Like Bernstein in later life Alsop opts for operatic casting. Dr Pangloss is played by Sir Thomas Allen who also acquires the lion’s share of the narrative flannel, contextual or would-be sardonic, inexplicably retained from the live event. In his mid-seventies at the time of recording his delivery is generally unforced and avuncular whether spoken or sung, not without a certain Northumbrian tinge. The veteran Adolph Green for Bernstein was altogether edgier and more acerbic. Leonardo Capalbo sings very well indeed as Candide and his diction is excellent even if his timbre is not quite right. He was an excellent Don Carlos for Grange Park Opera in 2019. It’s just hard to imagine him tackling, say, Stravinsky’s Tom Rakewell, a role famously first taken by Rounseville, though he has in fact done so! Naïve vulnerability doesn’t come easily to his heroic voice type.
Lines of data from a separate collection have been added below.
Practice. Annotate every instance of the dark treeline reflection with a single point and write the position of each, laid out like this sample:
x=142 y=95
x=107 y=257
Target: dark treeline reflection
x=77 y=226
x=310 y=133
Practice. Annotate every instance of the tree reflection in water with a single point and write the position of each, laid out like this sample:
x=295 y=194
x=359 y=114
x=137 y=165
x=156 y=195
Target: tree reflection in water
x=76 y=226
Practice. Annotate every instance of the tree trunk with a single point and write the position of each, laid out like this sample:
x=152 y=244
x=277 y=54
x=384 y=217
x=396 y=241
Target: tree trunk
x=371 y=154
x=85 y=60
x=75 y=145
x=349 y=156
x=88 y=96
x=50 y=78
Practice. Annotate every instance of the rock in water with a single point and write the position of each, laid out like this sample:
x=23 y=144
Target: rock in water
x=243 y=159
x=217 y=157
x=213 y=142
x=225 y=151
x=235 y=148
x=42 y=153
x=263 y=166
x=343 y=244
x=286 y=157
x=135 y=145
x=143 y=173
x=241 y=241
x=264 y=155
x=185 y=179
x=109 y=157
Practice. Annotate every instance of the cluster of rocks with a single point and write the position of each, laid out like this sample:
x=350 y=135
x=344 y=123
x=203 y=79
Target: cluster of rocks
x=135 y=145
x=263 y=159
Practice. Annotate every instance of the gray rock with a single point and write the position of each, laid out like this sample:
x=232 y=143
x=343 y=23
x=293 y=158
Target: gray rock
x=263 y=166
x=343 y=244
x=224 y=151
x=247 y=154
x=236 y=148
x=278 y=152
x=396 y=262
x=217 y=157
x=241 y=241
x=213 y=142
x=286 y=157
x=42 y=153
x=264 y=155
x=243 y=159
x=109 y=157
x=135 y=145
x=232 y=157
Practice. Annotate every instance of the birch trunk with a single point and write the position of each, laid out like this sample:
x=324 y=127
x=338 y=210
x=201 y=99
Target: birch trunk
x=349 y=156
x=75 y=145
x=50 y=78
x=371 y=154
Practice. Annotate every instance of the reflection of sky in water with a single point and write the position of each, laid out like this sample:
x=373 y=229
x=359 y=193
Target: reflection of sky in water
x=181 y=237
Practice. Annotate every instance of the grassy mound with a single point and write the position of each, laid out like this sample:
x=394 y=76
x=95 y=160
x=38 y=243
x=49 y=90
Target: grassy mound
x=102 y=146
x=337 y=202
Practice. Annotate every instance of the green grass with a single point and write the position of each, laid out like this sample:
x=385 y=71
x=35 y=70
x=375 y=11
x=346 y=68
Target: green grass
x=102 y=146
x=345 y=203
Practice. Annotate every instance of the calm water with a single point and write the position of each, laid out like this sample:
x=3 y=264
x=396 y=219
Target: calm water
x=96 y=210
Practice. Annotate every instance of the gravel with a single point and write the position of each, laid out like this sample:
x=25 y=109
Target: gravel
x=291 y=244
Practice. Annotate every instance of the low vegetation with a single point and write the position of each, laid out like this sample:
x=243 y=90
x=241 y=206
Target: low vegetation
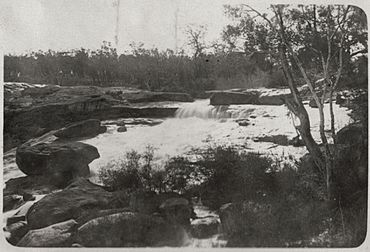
x=290 y=199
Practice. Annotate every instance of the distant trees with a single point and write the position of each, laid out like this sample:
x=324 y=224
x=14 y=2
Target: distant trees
x=150 y=69
x=312 y=44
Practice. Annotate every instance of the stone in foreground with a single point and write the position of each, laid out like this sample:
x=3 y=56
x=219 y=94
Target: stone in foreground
x=58 y=161
x=87 y=128
x=128 y=229
x=78 y=199
x=57 y=235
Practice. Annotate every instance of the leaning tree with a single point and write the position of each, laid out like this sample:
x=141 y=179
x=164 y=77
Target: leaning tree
x=313 y=44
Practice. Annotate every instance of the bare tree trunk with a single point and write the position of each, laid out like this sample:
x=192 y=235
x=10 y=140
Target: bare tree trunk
x=295 y=105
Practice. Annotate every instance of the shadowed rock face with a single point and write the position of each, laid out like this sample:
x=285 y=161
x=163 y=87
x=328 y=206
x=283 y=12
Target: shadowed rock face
x=57 y=161
x=73 y=202
x=87 y=128
x=57 y=235
x=128 y=229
Cunégonde is not your average Broadway love interest and Jane Archibald exploits her expert coloratura soprano to nail the showstopping ‘Glitter and Be Gay’. I can only report that I found herquality of sound a little mature and her vowels at times discoloured. The old problem perhaps. Once experienced in the role it is difficult to forget a singing actress’s defter mix of innocence and sophistication even when the singing is less than spot on. Grande-dame Anne Sophie von Otter was plainly cast in the hope of recapturing the spirited determination of Christa Ludwig in the Bernstein set yet laughs prove elusive. Positively funereal at first, her big number, ‘I am easily assimilated’ speeds up erratically part way through – unless this is the result of an edit? Her duet with Cunégonde, ‘We Are Women’, elegantly turned by the orchestra, is vocally effortful.
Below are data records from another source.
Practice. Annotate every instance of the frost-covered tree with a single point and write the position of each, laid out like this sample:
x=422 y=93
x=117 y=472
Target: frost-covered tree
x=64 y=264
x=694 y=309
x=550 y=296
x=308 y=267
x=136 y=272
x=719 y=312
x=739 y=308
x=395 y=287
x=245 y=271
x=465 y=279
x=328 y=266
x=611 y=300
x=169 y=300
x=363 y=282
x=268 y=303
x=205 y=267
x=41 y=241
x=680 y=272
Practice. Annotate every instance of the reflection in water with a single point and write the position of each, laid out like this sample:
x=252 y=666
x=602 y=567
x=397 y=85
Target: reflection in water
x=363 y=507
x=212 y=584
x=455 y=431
Less established vocal personalities are assigned the smaller roles. Carmen Artaza is a fetching Paquette and Marcus Farnsworth and Thomas Atkins take on multiple characters with some flair. Members of the London Symphony Chorus sound every bit as engaged as their orchestral colleagues and while not wholly natural the recording balance belies the awkward shallowness of the Barbican stage. You may find Thomas Allen’s halo of resonance too much of a good thing. Audience applause and titters are ruthlessly expunged as per LSO Live’s house style, a decision that probably makes the laboured links fall even flatter. The set does come attractively packaged in physical format: a proper cardboard box contains two SACD-encoded discs together with a generous bilingual booklet including the libretto. Worth a punt then but not necessarily the best of all possible Candides.